How your child learns

How your Child Learns: Baby to Pre-school Years

For a child, learning begins way before they start going to school. Very often we associate learning with schooling, but we need to become aware that a child is learning every day. Read on to understand the learning process in your child.

Learning during early years also involve watching and learning, and it can lay the foundation for learning much before a child starts school. As your child’s first teacher, parents play an important role in fostering early learning in their kids. Providing your child a safe environment,  praising them when they do well, regular encouragement, and your overall attitude towards your child are crucial factors that help them learn.

A Safe Environment to Boost Learning

Your child needs to be in a safe environment to learn. He would be able to learn and explore new things if he knows he has the support of a parent or a caregiver. He needs to be motivated to learn and should be able to show interest in learning, which in turn, should be duly acknowledged. A child cannot learn in isolation. The best part of teaching is to let your child make mistakes, and find out a way for himself. Timely praises and encouragement can go a long way in reinforcing learning.

Who Helps your Child?

Each and every person with whom your child interacts on a daily basis, can become his teacher. During babyhood, different people interact with the child- caregivers, siblings, neighbours and family members all become his teachers, and when the child gets older – playgroup co-ordinators, preschool teachers and peers take on the role.

How Does a Child Learn?

A child learns mainly by observing and watching during his early years. They then move on to responding to voices, making different sounds and listening. Exploring comes the next, or may overlap with all other stages. The kids are exploring when they put things in their mouth to taste, or shake or bang things. As they grow, play becomes an important part of learning – first with their parents, then alone, and later with other children. When they begin talking, “whys?” and “whats?” are usually their favourite words. Experimenting and socialising are skills they then learn as soon as they are placed in social environments.

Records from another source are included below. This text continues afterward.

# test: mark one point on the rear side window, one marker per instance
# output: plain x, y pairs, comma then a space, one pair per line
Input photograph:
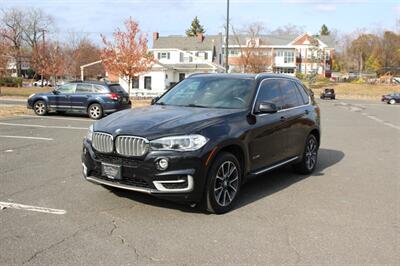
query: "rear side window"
67, 88
303, 93
270, 92
290, 95
116, 88
100, 89
84, 88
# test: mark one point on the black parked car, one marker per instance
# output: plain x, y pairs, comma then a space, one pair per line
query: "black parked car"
88, 97
328, 94
202, 139
391, 98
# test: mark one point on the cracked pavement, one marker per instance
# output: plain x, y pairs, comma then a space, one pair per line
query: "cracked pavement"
347, 212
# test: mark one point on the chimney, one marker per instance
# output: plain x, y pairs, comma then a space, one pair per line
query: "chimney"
155, 36
200, 37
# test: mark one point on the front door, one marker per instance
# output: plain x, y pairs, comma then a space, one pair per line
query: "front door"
61, 99
80, 97
268, 143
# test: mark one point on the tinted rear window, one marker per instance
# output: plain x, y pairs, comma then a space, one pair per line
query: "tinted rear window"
116, 88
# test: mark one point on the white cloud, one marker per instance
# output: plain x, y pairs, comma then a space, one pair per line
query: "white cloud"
325, 7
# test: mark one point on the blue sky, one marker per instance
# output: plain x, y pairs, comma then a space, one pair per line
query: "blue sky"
172, 17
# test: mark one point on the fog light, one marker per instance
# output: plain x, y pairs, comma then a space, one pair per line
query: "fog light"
162, 164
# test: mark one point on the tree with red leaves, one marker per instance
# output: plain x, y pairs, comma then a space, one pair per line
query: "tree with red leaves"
48, 60
127, 55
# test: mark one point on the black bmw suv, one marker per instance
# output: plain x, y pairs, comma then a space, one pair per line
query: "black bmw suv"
202, 139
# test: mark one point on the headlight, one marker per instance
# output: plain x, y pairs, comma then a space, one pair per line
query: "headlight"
90, 133
179, 143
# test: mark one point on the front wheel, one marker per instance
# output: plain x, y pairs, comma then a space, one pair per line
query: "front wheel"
310, 156
224, 180
40, 108
95, 111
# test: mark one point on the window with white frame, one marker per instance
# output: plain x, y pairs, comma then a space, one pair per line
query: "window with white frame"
164, 55
288, 57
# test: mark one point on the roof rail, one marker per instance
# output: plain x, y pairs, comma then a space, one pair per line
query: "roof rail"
197, 74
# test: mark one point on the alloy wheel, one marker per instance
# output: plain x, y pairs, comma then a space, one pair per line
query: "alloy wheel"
40, 108
311, 153
95, 111
226, 183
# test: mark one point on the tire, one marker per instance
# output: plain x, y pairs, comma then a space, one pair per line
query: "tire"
310, 157
95, 111
223, 188
40, 108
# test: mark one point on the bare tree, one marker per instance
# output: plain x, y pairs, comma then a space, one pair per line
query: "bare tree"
12, 30
4, 55
48, 60
35, 24
80, 51
127, 55
252, 58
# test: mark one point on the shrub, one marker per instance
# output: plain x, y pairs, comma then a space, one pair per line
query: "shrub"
299, 75
358, 81
11, 82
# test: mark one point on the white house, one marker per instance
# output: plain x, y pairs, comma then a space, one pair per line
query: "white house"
176, 58
179, 56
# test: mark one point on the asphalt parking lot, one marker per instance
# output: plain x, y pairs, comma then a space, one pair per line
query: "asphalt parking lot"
347, 212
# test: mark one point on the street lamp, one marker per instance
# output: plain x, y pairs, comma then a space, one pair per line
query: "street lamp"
227, 38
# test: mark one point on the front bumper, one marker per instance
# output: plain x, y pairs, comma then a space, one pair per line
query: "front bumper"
183, 181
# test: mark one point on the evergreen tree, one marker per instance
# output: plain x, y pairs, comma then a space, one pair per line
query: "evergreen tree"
324, 30
195, 28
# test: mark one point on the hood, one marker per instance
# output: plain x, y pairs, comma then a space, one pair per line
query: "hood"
157, 121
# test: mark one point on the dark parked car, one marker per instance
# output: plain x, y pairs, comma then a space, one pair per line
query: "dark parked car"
92, 98
203, 138
391, 98
328, 94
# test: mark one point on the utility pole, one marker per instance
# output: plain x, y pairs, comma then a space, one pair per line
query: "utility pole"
43, 50
227, 38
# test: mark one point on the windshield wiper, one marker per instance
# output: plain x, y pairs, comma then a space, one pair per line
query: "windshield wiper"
196, 105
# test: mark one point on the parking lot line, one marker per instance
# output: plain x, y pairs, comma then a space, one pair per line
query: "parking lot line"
24, 137
40, 126
56, 118
9, 205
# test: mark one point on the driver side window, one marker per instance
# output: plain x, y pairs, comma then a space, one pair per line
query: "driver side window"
270, 92
67, 88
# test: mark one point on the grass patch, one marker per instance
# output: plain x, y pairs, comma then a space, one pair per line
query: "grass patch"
359, 91
7, 110
22, 91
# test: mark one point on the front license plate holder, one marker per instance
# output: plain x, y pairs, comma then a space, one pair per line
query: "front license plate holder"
111, 171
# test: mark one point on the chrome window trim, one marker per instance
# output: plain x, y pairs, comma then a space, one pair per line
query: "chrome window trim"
282, 110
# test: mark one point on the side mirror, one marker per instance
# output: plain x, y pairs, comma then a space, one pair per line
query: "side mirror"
154, 100
266, 108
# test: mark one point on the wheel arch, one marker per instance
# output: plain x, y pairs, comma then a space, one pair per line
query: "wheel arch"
238, 150
317, 135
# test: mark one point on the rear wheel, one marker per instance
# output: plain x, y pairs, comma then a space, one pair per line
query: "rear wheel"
224, 180
310, 156
40, 108
95, 111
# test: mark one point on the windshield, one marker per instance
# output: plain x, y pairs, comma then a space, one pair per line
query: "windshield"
211, 92
117, 89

Every child, however, has his own unique way of learning. Some are early socialisers, while others may take time. Some are stimulated visually; some get excited with people around them. If you suspect that your child may suffer from an learning disability at any stage, do not delay seeking timely help from your paediatrician.

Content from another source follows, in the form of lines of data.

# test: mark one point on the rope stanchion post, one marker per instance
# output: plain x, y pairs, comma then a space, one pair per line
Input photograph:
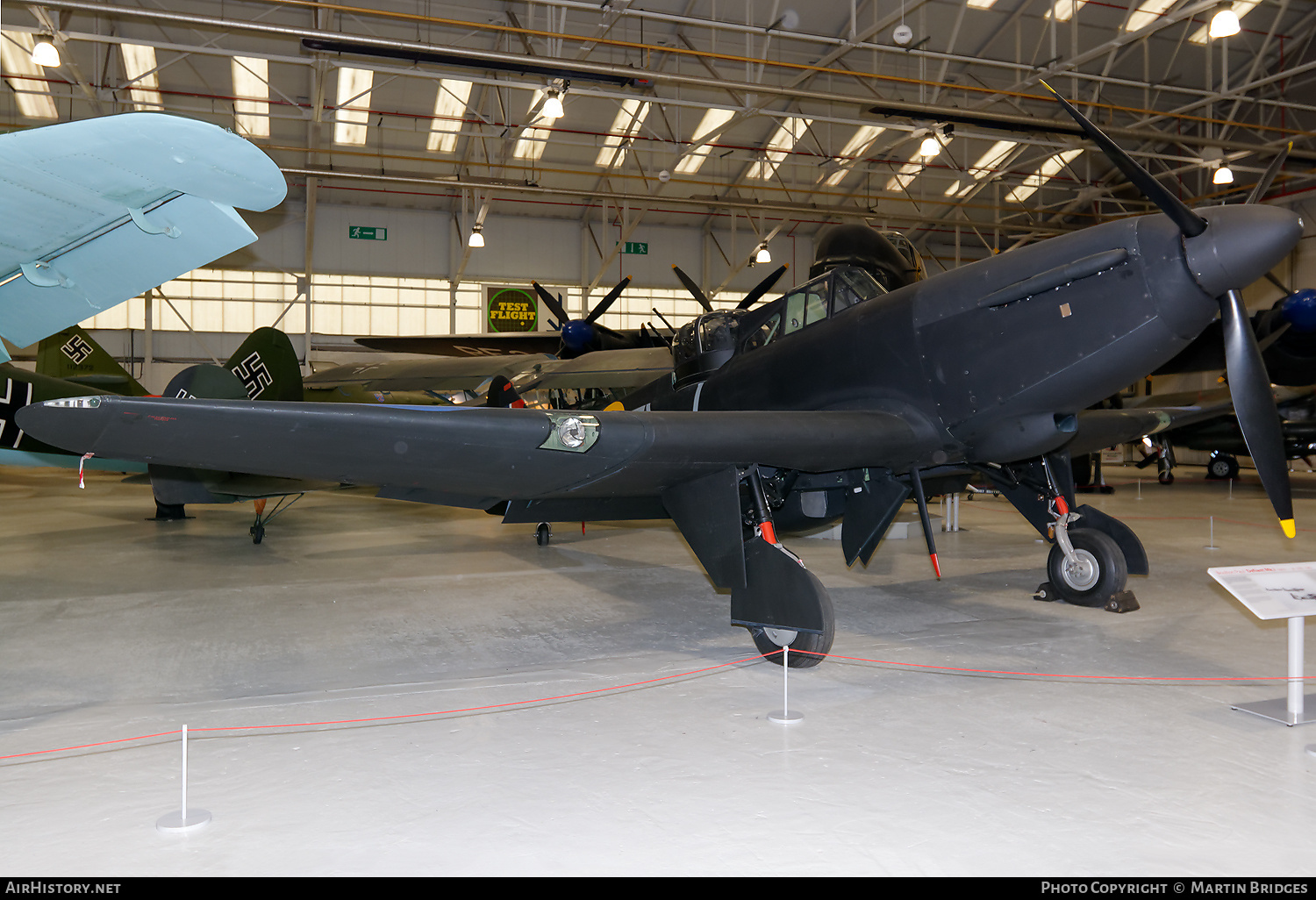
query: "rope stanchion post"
782, 639
183, 820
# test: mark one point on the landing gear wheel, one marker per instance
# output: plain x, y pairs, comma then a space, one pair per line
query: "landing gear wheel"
1098, 573
1223, 466
781, 589
810, 644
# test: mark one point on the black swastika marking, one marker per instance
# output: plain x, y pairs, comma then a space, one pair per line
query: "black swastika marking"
76, 349
254, 375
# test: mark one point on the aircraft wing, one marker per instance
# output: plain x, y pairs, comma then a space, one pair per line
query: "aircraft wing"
468, 345
97, 211
473, 457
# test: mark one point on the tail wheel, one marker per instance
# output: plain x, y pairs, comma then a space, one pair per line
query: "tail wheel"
1097, 573
1223, 466
810, 644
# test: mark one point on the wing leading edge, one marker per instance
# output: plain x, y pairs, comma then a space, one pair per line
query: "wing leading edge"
473, 455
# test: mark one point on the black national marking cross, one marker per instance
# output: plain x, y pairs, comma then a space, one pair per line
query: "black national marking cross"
254, 375
16, 396
76, 349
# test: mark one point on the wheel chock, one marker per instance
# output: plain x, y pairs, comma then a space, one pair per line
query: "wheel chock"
1123, 602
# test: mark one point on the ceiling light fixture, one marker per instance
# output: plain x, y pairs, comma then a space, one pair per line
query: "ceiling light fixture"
44, 53
553, 105
1224, 23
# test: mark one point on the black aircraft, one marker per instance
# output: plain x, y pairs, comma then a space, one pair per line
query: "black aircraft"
837, 399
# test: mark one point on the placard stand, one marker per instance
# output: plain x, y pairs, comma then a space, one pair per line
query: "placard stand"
1291, 710
1281, 591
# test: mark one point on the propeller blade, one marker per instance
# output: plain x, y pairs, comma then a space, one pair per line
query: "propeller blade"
552, 303
694, 289
762, 287
1255, 405
608, 300
1190, 223
1271, 170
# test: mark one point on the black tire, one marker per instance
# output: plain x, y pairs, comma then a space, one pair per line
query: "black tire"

What Role do Parents Play?

1. Relationships

Maintaining healthy relationships are a great way to help your child learn. Your child learns that he is important, loved and also learns to trust people around him.

2. Communications

Talking and listening to your child, reading and singing to him are immensely essential in helping your child grapple with language – verbal and non-verbal, both.

3. Home

A child learns a lot at home. He knows his position at home, and the things surrounding him.

4. Being Healthy

Children learn a lot by observation. Parents can teach children healthy eating habits and exercises that are necessary. They should encourage reading instead of allowing kids to watch television. Children pick all of these cues from their parents.

5. Interacting with your Child

You can teach your children by involving them in household activities. By getting them to count while climbing stairs, playing hide and seek with them at home, and with similar games – you can teach them several life skills – such as logic and numeracy, names and so on. You can lay the foundation for literacy by reading to them, teach them to sing or dance by dancing and singing to them and so on. Introduce homemade musical instruments to your child to lay the foundation of music and rhythm.

How to Help your Child Learn?

When your child invites you to play with him, respond to his request and participate. Encourage your child to explore, make mistakes, allow him to fall at times, and get hurt a little. Teach him to be a good loser, and teach them how to deal with losing a game, inculcating the spirit of sportsmanship in them. Singing with and to your child is a good way of teaching. Music not only stimulates, but also helps them co-relate to things. Encourage him to listen to instructions. Limit distractions when he plays alone – switch off the TV, though you can keep playing music in the background. Show interest in his activities and praise him for his effort. Give him enough activities and opportunities to discover his true interests.